Desenvolver estratégias para a compreensão leitora7 no espaço escolar, em práticas coletivas de leitura, é parte indispensável para o processo de construção de significados do texto e para a atuação ativa do aluno leitor. Por “leitor ativo” entendemos o indivíduo capaz de processar e atribuir sentido ao código escrito. Para tanto, “é imprescindível o leitor encontrar sentido no fato de efetuar o esforço cognitivo que pressupõe a leitura, e para isso tem de conhecer o que vai ler e para que fará isso” (SOLÉ, 1998, p. 44). Assim, a interpretação leitora decorre da expectativa (objetivo da leitura), da motivação e do conhecimento prévio de cada leitor em relação ao tema do texto que irá ler; o que pode resultar em diferentes interpretações sobre o mesmo conteúdo, “pois a compreensão que cada um realiza depende do texto que tem à sua frente, mas também depende muito de outras questões, próprias do leitor” (SOLÉ, 1998, p. 40).

De modo semelhante, o sociólogo Bernard Lahire (2002), ao referir-se à apropriação da leitura, apresenta tal concepção como sendo a experiência que os leitores vivem com os livros. Para o autor, a leitura enquanto experiência social não pode ser comparada ao “consumo cultural”, mas deve estar vinculada à “teoria da ação”, pois “longe de ser uma atividade passiva e desconectada dos cursos da ação, a leitura tem posse da ação” (LAHIRE, 2002, p. 98). As práticas de leitura, assim como os sentidos atribuídos ao texto, podem variar conforme o momento da trajetória social do leitor, de sua situação social (criança, adolescente, adulto, idoso, casado, divorciado…), ou diante das experiências sociais que o marcaram intensamente. Essa perspectiva contraria às abordagens que consideram o ato de ler como uma relação transparente entre o leitor e o texto, reduzindo este ao seu conteúdo semântico, sem relação com o suporte que o apresenta e com os modos e meios de ler8. De igual modo, Chartier (1994), ao discutir o conceito de apropriação, considera as práticas de leitura enquanto processos de interpretações socialmente constituídas, resultado da ação e interação entre o leitor (e seu conhecimento experiencial), o texto (e seu conteúdo semântico) e as obras (compostas por dispositivos discursivos e tipográficos). De forma que, a leitura permite elaborar, vivenciar ou constituir através dos sentidos atribuídos, os esquemas de experiências interiorizados e as identidades individuais.

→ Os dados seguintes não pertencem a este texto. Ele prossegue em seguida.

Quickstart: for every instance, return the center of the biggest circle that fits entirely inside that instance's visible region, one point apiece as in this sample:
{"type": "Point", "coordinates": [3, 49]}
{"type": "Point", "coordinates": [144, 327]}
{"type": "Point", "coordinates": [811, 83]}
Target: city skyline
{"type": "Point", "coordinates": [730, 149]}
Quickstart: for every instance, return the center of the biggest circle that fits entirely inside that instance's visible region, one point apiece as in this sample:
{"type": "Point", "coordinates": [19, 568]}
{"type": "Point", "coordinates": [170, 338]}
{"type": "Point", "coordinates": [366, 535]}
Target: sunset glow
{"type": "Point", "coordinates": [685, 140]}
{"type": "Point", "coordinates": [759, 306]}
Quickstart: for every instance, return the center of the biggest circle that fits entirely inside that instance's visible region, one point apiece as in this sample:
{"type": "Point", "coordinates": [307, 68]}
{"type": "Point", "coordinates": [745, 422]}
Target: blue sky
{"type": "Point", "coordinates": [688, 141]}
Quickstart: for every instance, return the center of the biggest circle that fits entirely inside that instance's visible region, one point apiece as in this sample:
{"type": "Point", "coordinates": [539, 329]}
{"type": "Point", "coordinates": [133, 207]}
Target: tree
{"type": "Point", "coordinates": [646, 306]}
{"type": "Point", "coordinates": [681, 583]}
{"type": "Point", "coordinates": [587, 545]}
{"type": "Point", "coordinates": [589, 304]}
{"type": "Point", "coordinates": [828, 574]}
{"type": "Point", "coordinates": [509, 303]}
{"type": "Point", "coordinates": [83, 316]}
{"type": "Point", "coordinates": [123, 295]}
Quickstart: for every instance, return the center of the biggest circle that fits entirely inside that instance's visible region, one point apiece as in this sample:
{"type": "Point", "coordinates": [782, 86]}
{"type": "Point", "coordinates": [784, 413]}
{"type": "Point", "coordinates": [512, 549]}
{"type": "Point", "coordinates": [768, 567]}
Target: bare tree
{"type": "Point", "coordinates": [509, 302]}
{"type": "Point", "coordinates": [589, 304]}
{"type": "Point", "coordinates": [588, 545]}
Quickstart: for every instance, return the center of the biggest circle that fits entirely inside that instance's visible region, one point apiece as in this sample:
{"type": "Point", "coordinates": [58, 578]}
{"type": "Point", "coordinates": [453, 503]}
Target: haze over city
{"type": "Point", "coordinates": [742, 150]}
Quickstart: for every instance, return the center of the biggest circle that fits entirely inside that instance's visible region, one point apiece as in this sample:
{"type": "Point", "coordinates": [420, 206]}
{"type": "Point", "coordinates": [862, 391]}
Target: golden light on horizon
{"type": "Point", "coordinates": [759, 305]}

O leitor com competência leitora é capaz de produzir sentidos sobre o que lê, e assim, privilegia certos temas em detrimento de outros, conhece outros lugares a partir de leituras relacionadas ao que lhe é conhecido, recria, interpreta, vive o momento diante das possibilidades que o “mundo da leitura” oferece. Para Goulemot (2001), são essas atitudes do leitor, nas quais estão relacionadas também as maneiras de ler, que possibilitam a produção de sentidos ao texto lido. Assim, o autor define de tal forma o ato de ler:

Ler é dar um sentido de conjunto, uma globalização e uma articulação aos sentidos produzidos pelas sequências. Não é encontrar o sentido desejado pelo autor, o que implicaria que o prazer do texto se originaria na coincidência entre o sentido desejado e o sentido percebido, em um tipo de acordo cultural, como algumas vezes se pretendeu, em uma ótica na qual o positivismo e o elitismo não escaparão a ninguém. Ler é, portanto, constituir e não reconstituir um sentido (GOULEMOT, 2001, p. 108).

Para o autor, a leitura resulta na revelação de sentido diante da polissemia que compreende o texto. Essa relação entre o leitor e a leitura é denominada por Goulemot (2001, p. 110) como “fora-do-texto”, resultado de uma história coletiva e pessoal.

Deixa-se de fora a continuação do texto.